What Ray Bradbury has to say to today's urban young

Matt Amaral, Teach4Real - One of my favorite books to teach is Fahrenheit 451 by the late Ray Bradbury. Not only has it withstood the test of time, I feel that with each new evolution in social media, and with each new advancement in how we consume media using technology, Bradbury’s dystopian masterpiece remains valid. This isn’t too bad for a book written in 1953.

More than anyone, I am a proponent of making sure we teach books to low income urban students that contain characters like themselves—at least in 9th and 10th grade. Students can appreciate a book like Catcher in the Rye if they are at a place in their reading and writing lives where they can understand it.

However in our public schools the students in the lower secondary grades are not at a place where they can always appreciate characters and time periods that do not reflect their day-to-day experience. We need to get them reading and writing about the familiar before we get them writing about the unfamiliar and foreign. So you are well within your rights in finding it odd I am lauding a book starring a fireman in some futuristic society whose job it is to burn books.

The strength of Fahrenheit 451 is directly related to Bradbury’s prescient view of society. The characters in the novel live in a world where it is illegal to read books, and if you are found doing so the unfriendly local firemen come and burn your house down.
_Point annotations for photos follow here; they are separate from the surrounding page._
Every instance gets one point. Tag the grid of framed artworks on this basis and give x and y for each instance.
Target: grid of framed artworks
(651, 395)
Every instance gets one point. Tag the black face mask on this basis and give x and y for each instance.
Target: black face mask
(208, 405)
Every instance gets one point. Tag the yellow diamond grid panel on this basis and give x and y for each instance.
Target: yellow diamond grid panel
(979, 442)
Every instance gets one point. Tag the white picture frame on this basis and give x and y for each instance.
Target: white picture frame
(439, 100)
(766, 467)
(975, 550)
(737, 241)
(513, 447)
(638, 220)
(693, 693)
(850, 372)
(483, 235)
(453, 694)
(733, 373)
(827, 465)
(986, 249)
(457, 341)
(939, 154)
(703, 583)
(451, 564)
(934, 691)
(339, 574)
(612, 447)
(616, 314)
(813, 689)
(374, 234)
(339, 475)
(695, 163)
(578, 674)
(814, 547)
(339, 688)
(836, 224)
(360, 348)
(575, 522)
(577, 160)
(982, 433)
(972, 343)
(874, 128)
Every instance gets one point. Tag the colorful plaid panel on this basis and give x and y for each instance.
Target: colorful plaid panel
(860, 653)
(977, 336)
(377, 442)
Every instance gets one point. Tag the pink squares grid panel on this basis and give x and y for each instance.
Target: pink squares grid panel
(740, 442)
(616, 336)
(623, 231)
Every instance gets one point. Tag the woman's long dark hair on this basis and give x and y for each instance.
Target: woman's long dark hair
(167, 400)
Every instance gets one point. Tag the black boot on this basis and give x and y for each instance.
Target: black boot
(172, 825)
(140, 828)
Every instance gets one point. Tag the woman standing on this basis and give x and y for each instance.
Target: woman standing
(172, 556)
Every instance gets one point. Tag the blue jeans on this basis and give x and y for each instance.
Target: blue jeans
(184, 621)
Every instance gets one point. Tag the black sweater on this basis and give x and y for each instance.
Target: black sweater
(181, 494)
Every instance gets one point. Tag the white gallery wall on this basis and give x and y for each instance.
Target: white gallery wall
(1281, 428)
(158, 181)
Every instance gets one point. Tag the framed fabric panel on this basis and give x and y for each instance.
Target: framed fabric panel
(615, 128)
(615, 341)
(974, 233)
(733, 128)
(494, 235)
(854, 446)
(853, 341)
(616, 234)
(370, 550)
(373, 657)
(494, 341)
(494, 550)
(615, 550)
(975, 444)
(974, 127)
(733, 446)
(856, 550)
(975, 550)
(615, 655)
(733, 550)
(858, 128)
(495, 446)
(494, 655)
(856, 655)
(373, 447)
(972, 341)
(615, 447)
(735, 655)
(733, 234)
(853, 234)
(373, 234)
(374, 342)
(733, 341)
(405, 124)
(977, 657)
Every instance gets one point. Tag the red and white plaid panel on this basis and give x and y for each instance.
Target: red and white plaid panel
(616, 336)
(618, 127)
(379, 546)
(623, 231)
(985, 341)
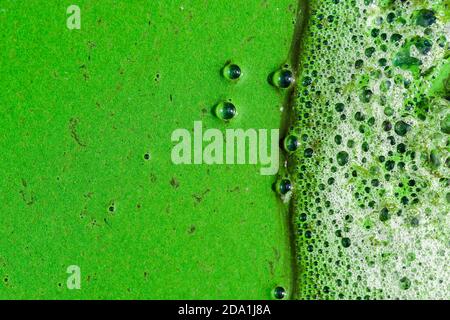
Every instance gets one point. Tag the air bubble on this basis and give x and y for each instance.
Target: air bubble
(232, 71)
(291, 143)
(225, 111)
(279, 293)
(283, 78)
(284, 186)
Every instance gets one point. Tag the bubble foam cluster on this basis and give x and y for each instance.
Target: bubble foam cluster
(371, 174)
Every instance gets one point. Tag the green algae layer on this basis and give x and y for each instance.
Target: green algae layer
(86, 177)
(372, 174)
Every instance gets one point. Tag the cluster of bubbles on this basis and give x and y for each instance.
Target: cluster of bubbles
(226, 110)
(370, 151)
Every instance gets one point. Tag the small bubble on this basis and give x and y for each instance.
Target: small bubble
(291, 143)
(283, 78)
(402, 128)
(225, 111)
(284, 186)
(232, 71)
(342, 158)
(279, 293)
(346, 242)
(405, 283)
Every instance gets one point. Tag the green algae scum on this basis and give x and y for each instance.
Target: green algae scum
(347, 99)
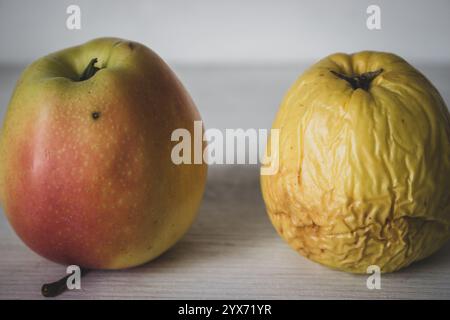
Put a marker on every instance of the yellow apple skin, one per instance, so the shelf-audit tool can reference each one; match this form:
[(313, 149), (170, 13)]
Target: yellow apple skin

But the real genius is how the people spend their time, captured best in the protagonist’s wife Mildred. Mildred’s life is consumed by two things: Her wall-sized televisions and her earphones plugged into her ears, which she only takes out to—you guessed it—watch the televisions. The fact that Ray Bradbury foresaw the increased size and number of televisions is pretty amazing, as well as our addiction and consequent mental apathy. But the fact that he saw in our future a world where people were always plugged into their earphones is wild. How could he have seen these things in the 50s?

Getting students to understand these themes is easy because technology is a main component of their lives. So even though Montag’s world is much different from theirs—it also isn’t. Once you get over the oddness of this futuristic setting, what students find is that they are Mildred. They cannot have a conversation, they never take out their earphones, they watch giant screens all day, and it has gotten to a point where it is beginning to consume them.

...Here is a list of topics we have covered this year, and you can see why it is so easy to get kids to write persuasively:

Does Facebook Make You Depressed?

Is Social Media Making Us Less Social?

Have Smartphones Replaced Boredom and Is That Good?

Can You Be Friends, Or More, If You’ve Never Met Someone?


greg gerritt said...

I have a small 15 year old television, no cell phone, and no earphones. No wonder i get a lot done and spend much of my time challenging the received wisdom on economic growth.

Anonymous said...

Dump the tv and it gets even better.